Excessive alcohol consumption also has a significant impact on the mental health of men. Studies in Britain show that the alcohol-dependent population is more than seven times more likely to be depressed than the non-dependent population.

It is also believed that alcohol is a very significant factor in suicides. At a conference in Cork late last year, public health consultant Dr Declan Bedford referred to that link when he said: “The Irish suicide rate increased consistently from 1980 to 2006 with a slight drop in recent years. The alcohol consumption rate mirrors the suicide rate. The more a nation drinks, the more alcohol-related harm there will be.”

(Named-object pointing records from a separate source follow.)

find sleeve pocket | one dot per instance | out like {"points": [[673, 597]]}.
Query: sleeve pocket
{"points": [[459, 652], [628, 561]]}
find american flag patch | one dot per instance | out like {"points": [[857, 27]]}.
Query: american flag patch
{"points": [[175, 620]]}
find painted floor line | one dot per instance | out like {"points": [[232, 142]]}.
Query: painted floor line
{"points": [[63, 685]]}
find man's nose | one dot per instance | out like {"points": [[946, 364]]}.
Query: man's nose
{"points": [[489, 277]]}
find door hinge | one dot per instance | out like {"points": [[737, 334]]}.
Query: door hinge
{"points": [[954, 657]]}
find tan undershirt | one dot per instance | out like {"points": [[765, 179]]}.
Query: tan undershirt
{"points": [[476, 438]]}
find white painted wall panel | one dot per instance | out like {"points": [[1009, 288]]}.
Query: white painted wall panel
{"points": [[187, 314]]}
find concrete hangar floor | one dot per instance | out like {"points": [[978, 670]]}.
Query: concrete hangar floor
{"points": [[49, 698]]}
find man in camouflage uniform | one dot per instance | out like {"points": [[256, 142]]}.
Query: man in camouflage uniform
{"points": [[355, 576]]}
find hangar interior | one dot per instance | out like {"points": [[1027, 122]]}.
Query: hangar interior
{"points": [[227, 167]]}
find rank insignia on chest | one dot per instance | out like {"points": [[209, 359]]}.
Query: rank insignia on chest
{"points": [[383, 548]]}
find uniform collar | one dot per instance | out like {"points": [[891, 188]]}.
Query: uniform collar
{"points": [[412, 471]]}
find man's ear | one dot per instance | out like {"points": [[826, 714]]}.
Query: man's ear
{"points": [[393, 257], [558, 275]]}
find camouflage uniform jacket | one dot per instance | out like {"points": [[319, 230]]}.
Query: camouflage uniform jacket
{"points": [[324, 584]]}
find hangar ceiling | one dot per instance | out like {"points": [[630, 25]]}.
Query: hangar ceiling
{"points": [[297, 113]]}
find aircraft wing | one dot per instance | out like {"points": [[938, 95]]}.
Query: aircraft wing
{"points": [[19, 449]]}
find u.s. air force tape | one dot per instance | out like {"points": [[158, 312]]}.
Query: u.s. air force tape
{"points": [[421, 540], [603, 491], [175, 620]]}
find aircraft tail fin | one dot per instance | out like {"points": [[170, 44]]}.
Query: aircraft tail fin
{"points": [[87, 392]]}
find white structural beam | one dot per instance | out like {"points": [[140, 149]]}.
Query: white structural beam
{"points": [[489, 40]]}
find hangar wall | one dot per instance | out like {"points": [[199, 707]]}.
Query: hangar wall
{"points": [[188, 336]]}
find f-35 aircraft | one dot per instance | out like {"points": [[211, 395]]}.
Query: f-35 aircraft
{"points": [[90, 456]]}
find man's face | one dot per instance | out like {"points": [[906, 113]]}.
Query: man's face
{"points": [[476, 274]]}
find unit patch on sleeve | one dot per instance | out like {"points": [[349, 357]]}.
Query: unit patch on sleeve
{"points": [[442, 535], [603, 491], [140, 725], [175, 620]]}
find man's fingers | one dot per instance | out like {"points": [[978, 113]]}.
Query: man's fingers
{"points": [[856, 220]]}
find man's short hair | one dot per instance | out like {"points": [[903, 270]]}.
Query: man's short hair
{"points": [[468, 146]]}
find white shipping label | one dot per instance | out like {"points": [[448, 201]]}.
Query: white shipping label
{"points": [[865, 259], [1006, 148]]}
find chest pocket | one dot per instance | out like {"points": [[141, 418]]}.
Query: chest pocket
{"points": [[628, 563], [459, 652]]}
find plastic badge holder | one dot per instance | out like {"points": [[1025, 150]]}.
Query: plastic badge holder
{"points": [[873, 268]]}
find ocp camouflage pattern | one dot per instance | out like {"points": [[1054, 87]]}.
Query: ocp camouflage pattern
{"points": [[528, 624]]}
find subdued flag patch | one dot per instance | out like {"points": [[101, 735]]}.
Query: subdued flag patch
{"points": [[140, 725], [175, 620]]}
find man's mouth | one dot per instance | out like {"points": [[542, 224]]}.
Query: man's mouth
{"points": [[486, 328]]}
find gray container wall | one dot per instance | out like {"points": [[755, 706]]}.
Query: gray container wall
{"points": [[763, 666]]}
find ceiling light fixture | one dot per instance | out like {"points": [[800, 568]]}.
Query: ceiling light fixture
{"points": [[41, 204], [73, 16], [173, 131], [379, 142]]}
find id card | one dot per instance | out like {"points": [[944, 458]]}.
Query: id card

In addition to these substantial physical and mental health issues, excessive drinking has serious social consequences. Irish men experience more adverse consequences of drinking than their European counterparts, such as getting into a fight, partaking in criminal or anti-social behaviour, being in an accident or engaging in unsafe sex.

In the Slán survey 17 per cent of men owned up to consuming two or more alcoholic drinks and then getting behind the wheel of a car in the previous year. In 2003, 90 per cent of drivers involved in fatal road traffic accidents, where alcohol was a contributory factor, were male.

Part of the problem which public health professionals face in dealing with these issues is that drinking is seen as a masculine thing to do and is often the only environment in which men bond. A quote from one of the men participating in the National Men’s Health Policy consultation phase is telling about the attitude of men to drinking: “If I can’t skull 16 pints,” he said, “I’m not a real man.”

The association between excessive drinking and “masculinity” is compounded according to the policy document by the drinks’ industry sponsorship of sport. The most popular sports in Ireland are quite literally saturated in drinks industry sponsorship (Gaelic games with Guinness, soccer with Carlsberg, and rugby with Guinness, Heineken, Magners and Bud Light) and promotional campaigns contain not-so-subliminal masculine overtones that suggest a link between alcohol consumption and masculinity, strength and performance. “There is a link between marketing and consumption and also a link between consumption and harm,” says Barry. “So, by extension, there is a link between marketing and harm. Government is talking about phasing out drinks industry sponsorship in sport and I certainly hope that happens soon.”